The INLA ceasefire is in danger of collapse because of its feud with Dublin criminals, which has involved beatings, shootings and the grenade attack. Gardai believe the Independent Monitoring Commission, set up to monitor paramilitary activity, will have no option but to declare the INLA ceasefire over in its next report.
Apart from vicious internecine feuds, the left-wing IRA splinter group is notorious for the murder of Airey Neave, the Tory MP, in a car bomb attack at the House of Commons in 1979. After declaring a ceasefire in 1998, all its prisoners were released, including the notorious Dessie O'Hare.
Duffy was officially warned by gardai yesterday that his life was is in "grave danger". Detectives believe he was behind a series of attacks on a south Dublin criminal gang who threatened him in a bar last week. Gardai suspect the INLA had attempted to extort money from the gang.
"I did not start any feud with them and I haven't carried out any attacks," Duffy said. "I am aware that they are trying to hire a gunman to kill me. They have approached criminals in Spain to do their dirty work but no-one will get involved."
His claims were endorsed by Eddie McGarrigle, of the Irish Republican Socialist party, the INLA's political wing. "There is ongoing tension between republican socialists and drug dealers in Dublin," he said. "We thought this tension had been sorted out, then the people involved got 'coked up' and came into a pub and started on Declan. But we took no action.
"The INLA is not going to throw a hand grenade onto a street in Dublin. If we are going to take military action against drug dealers, that is not the action we are going to take."

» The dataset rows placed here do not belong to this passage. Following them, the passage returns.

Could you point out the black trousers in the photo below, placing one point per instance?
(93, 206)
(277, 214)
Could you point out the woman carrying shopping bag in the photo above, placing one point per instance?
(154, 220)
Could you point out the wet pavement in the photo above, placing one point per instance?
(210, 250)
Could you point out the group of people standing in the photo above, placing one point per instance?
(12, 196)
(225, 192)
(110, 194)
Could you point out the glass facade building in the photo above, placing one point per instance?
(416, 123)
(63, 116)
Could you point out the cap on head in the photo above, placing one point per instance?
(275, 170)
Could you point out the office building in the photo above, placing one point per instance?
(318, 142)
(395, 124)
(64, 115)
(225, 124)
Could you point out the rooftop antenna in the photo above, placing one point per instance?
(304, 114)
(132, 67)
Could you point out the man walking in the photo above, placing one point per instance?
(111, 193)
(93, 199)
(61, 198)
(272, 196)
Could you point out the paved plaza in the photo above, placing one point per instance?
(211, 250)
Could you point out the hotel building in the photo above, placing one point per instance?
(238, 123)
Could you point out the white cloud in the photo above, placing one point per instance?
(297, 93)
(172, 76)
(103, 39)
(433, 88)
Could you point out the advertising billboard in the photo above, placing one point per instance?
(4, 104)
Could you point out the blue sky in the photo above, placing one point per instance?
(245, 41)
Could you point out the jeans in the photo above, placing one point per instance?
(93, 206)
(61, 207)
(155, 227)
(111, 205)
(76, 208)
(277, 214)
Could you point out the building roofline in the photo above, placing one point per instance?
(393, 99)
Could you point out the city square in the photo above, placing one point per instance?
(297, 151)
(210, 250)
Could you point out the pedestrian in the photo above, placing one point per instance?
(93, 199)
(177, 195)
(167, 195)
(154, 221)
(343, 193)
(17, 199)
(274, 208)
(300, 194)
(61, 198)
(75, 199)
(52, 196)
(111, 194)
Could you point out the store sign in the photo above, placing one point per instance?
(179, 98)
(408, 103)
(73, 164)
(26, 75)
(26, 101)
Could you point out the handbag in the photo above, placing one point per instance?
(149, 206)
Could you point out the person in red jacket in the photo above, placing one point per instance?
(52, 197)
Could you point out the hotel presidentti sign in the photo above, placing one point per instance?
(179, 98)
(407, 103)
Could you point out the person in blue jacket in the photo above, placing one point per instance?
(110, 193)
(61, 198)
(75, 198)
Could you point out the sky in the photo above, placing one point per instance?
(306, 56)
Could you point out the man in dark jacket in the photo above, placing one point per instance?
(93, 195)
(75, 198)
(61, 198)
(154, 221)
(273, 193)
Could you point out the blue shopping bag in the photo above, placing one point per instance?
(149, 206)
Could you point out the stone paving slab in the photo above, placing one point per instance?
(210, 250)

McGarrigle insisted that the INLA had not breached its ceasefire and was not involved in any paramilitary activity in the republic. He said the ceasefire would not be compromised even if the INLA carried out an attack on Dublin criminals.
"The INLA does not consider taking action against drug dealers to be a breach of its ceasefire, which is against the British forces in Northern Ireland. It does not extend to criminals. If anyone attacks the republican socialist movement, the INLA will defend them."

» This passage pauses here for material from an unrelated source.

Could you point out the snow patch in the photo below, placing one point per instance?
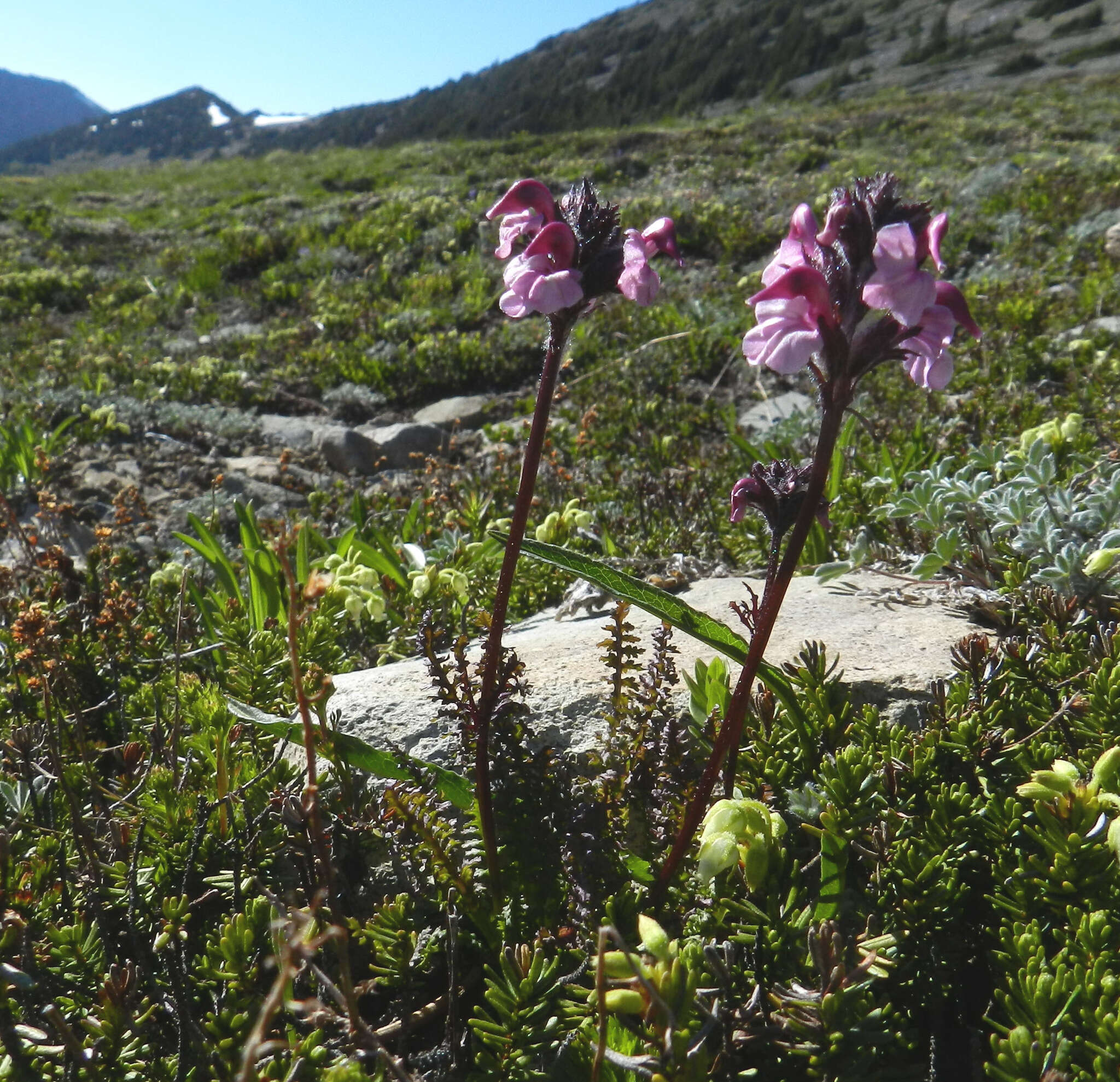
(262, 120)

Duffy was freed from Castlerea prison two months ago after serving a nine-year sentence for his role in an incident in Ballymount in west Dublin in 1999 during which members of a criminal gang were stripped, beaten and interrogated by the INLA.

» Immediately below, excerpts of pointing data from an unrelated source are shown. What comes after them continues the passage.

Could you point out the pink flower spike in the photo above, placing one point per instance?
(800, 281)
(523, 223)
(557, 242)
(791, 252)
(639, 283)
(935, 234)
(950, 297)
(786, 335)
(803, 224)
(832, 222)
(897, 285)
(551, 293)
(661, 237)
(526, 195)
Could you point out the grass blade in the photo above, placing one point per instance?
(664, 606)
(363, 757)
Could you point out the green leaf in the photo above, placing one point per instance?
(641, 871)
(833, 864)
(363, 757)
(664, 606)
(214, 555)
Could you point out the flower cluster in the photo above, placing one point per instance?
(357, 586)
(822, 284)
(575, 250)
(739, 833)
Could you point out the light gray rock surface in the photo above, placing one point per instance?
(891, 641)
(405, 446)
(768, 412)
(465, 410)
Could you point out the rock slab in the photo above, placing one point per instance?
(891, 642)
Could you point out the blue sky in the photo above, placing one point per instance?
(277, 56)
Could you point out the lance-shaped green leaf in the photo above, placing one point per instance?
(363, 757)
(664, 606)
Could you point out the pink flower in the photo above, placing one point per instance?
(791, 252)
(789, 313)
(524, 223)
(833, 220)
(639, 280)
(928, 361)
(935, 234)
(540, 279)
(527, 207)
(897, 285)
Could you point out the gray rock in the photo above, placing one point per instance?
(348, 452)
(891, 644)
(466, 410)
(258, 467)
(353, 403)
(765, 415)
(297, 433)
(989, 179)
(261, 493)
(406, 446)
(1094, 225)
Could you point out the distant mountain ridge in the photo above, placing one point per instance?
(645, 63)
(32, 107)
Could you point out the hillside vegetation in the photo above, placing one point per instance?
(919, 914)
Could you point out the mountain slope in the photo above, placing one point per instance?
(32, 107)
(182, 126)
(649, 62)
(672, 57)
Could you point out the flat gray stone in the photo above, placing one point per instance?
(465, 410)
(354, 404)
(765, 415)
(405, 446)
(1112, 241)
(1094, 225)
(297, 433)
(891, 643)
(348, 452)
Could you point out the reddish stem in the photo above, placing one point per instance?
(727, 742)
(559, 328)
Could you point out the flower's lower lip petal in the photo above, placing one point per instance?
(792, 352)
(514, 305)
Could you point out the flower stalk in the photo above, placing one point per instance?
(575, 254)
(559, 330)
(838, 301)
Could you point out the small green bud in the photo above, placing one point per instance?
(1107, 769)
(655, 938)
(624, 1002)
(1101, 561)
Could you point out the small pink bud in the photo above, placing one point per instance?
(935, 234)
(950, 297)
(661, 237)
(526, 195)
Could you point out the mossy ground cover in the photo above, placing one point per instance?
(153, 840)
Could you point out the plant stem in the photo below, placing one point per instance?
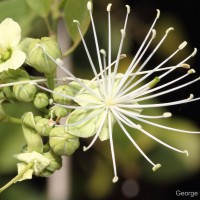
(50, 81)
(13, 120)
(16, 178)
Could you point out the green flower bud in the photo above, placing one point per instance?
(62, 142)
(25, 92)
(37, 57)
(65, 90)
(42, 127)
(57, 111)
(8, 94)
(33, 139)
(55, 163)
(2, 114)
(41, 100)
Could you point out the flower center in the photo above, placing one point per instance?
(109, 102)
(5, 54)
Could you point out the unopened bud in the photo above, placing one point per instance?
(62, 142)
(25, 92)
(39, 50)
(63, 90)
(41, 100)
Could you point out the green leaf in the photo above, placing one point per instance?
(19, 11)
(76, 10)
(41, 8)
(33, 139)
(13, 75)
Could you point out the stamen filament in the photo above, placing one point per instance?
(98, 132)
(110, 130)
(128, 113)
(133, 142)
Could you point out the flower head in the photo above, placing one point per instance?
(120, 98)
(10, 56)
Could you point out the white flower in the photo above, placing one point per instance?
(10, 56)
(114, 98)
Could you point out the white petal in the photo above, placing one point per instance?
(10, 33)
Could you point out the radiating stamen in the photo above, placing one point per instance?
(110, 130)
(151, 136)
(130, 68)
(144, 64)
(118, 57)
(88, 55)
(86, 118)
(129, 114)
(97, 133)
(147, 89)
(109, 45)
(155, 69)
(166, 91)
(193, 54)
(128, 72)
(89, 6)
(105, 76)
(123, 33)
(133, 142)
(163, 143)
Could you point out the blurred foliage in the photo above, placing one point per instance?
(96, 176)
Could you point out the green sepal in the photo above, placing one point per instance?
(88, 127)
(63, 143)
(33, 139)
(63, 90)
(12, 75)
(55, 163)
(25, 92)
(37, 57)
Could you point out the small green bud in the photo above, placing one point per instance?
(55, 163)
(65, 90)
(41, 100)
(2, 114)
(37, 57)
(25, 92)
(42, 127)
(8, 94)
(62, 142)
(33, 139)
(57, 111)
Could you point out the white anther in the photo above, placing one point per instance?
(138, 126)
(191, 97)
(115, 179)
(156, 167)
(50, 101)
(102, 51)
(158, 13)
(153, 33)
(59, 62)
(123, 33)
(169, 29)
(123, 56)
(194, 52)
(167, 114)
(128, 9)
(89, 5)
(182, 45)
(185, 65)
(191, 71)
(109, 7)
(76, 22)
(186, 153)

He obtained a degree in social sciences while in prison and said he hoped to become a drugs counsellor. Originally from south Armagh, Duffy comes from a staunch republican family. He joined the INLA in 1987 at 13, when his older brother Kevin was shot dead by the British Army.
He is wanted by the British authorities for involvement in the murder of Michael Newman, 33, a recruitment sergeant, in Derby in 1992. The victim was shot once in the head as he left work. The INLA admitted responsibility for the killing.